The essence of this technique is the following approach: instead of using the metric X, we use the metric Y, which is equal to the metric X, minus the predicted value of the metric X. In our example, this means that instead of looking at the number of sessions in the experiment, we We will look at the change in the number of sessions compared to how much we expected based on our prediction.
Let's see why this technique works. In fact, we can prove the following theoretical guarantees about our equipment. First, if your predictor does not depend on the experimental output that you are testing or testing. For example, due to the fact that you do not use the factors collected from the user, after the start of the experiment.

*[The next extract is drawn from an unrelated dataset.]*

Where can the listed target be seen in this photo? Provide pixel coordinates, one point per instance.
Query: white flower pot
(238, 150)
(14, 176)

In this case, you are guaranteed to get the following statement: the average effect of the influence of the new metric is exactly equal to the average effect of the influence of the old metric. This means that the observed change in the metric Y will be an unbiased estimate of the initial metric X. Thus, we guarantee that the metric Y has the same direction as the metric X.
Let us now consider the question of sensitivity. Suppose you are using a predictor that is optimal among machine learning models that are closed with respect to multiplication by a scalar value. Then it is not difficult to prove that the variance of the Y metric will be guaranteed less than the variance of the X metric. This means that the Y metric accurately reduces the variance, or, as we found out, increases the sensitivity.
Thus, we have almost reached the necessary goal, since we have received a new metric that maintains directionality and, in general, can potentially increase sensitivity. Or lower the variance.
Let's understand how much we can lower.
If we additionally require that your predictor be optimal among a class of models that are closed with respect to the addition of a scalar value, then the variance of the metric Y will be exactly equal to the standard deviation of your predictor. This is a very strong and important result. Thus, the degree to which you reduce the variance is exactly the degree to which you improve your predictor. The better you do your predictor, either at the expense of the model, or at the expense of factors, the more you lower the dispersion of metrics and the higher its sensitivity grows.
Summarize. The new metric turned out to be co-directed with the X metric. The new Y metric lowers the variance or increases the sensitivity of the X metric. And besides, you can control the degree of sensitivity increase by improving the quality of the prediction of your original X metric.
What assumptions have we used for this? First, the predictor’s independence from the experiment, and secondly, the fact that your predictor is optimal from the point of view of the standard deviation in the class of models that are closed with respect to multiplication and the addition of a constant.
In fact, linear models have this property, as well as widely used decision trees, which are constructed by gradient boosting .
We conducted experiments, or rather, studies that considered the number of sessions as a key metric, used 51 factors about the user, in particular, the number of sessions in the pre-experimental period, and the time the user went to the experiment. In addition, we used the 161 AB test as a sample on which we calculated the performance indicators of our approach.
As a result, we managed to achieve the following results. We lowered the variance of the original loyalty metric by 63%, which is equivalent to a threefold reduction in the number of users we need in the experiment in order to obtain T-statistics of the same level as with the original metric.
Finally, we twice as many experiments noticed statistically significant changes. , 2016 .
, , . — , , , . , , . .
, , , , . , , , .
, -, -, WWW, The Web Conference. , , , , ( , QR- — . .).